Plus, for those customers still in the “wait and see” camp, you can completely opt out of the RELEX gen AI capabilities at any time.
Q: What about AI hallucinations? How can companies protect against bad data insights that could seriously compromise margins and brand reputations?
Tommi: There’s actually a pretty easy way for companies to prevent AI from spinning out some completely false data that wreaks havoc on their supply chains.
Even the most sophisticated models can miscalculate or “hallucinate,” but this usually stems from a very simple reason – forcing the system to generate a response to something it can’t know. It can only know what’s in its training data, what it can search, and whatever information you provide. If you ask a model something beyond its available information, yes, you might get a hallucination.
That’s why the most accurate and effective AI assistants and agents have strong knowledge bases geared toward a specific industry or task. For instance, Rebot pulls from an exhaustive, comprehensive library of RELEX best practices and solution guides, so it can easily answer a user’s RELEX- and supply chain-specific queries. An AI assistant that doesn’t have that knowledge base and isn’t trained on retail and supply chain documentation won’t be able to answer those questions and is far more likely to generate inaccurate responses.
Also, never forget—we humans are definitely error-prone.

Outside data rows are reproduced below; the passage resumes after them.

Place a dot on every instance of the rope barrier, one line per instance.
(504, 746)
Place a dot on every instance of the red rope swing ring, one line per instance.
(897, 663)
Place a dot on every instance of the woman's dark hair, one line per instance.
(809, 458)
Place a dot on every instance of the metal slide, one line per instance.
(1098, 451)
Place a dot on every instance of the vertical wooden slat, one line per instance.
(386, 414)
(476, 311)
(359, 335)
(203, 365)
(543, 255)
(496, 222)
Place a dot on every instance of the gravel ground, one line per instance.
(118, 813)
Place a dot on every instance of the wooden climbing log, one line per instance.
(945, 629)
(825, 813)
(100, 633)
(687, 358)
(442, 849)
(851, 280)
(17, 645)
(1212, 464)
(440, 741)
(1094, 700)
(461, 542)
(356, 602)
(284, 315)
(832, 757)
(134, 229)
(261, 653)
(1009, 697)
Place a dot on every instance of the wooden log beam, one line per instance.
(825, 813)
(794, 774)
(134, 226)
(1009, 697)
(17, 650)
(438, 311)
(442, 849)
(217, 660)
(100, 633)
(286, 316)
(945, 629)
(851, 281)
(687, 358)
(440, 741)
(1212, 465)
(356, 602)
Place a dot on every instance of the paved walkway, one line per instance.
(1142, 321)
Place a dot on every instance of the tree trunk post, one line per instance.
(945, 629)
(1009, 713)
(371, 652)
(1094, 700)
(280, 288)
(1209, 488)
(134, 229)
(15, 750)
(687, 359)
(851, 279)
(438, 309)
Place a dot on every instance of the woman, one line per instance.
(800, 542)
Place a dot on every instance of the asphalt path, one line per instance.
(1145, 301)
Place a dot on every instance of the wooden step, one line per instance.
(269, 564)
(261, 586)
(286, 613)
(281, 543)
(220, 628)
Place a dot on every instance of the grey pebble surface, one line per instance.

We make mistakes, yet human organizations still run successfully because there are checks and balances. With agentic systems, we need to have similar guardrails in place.
Q: Let’s move on to that last concern – regulations. What data regulations are we discussing here, and how do they affect supply chain and retail AI initiatives?
Tommi: There are different regulations coming into effect, mostly notably in the EU.
The EU AI Act is primarily focused on protecting human rights and regulates AI systems according to different risk levels. In supply chain and retail planning, we’re talking about goods, not humans. We’re not handling things like biometric identification, social credit scoring systems, or medical devices. This puts RELEX solutions out of the scope of the act’s “Unacceptable” or “High risk” categories.
The only part of RELEX that currently falls under the act’s purview is Rebot. For this “Limited risk” category that includes AI assistants and chatbots, the act requires that users must know they aren’t talking to a real human. Since RELEX is transparent about the fact that Rebot is an AI assistant, it meets the act’s requirements.
So, in terms of AI regulation, there isn’t really too much that should concern supply chain and retail planners who use our AI-powered systems.
Q: Speaking of Rebot, any future developments you can tell us about?
I think Rebot really exemplifies the astonishing speed and trajectory of AI development we’re seeing in the industry. We’re integrating Rebot into different solutions across the RELEX platform. It was the first supply chain AI assistant on the market, and we’re excited to transform it from generative AI into agentic AI, an AI system that can analyze business data and take actions with increasing levels of autonomy and adaptiveness – but under human supervision.
And we’ve built Rebot for longevity. We’ve even designed it to be LLM-agnostic. If, for any reason, its current foundation LLM service became unavailable or uncompetitive, Rebot could be transplanted onto another LLM so our customers’ business processes wouldn’t skip a beat. We’re excited to be building a system that will grow and develop alongside companies for a long time to come.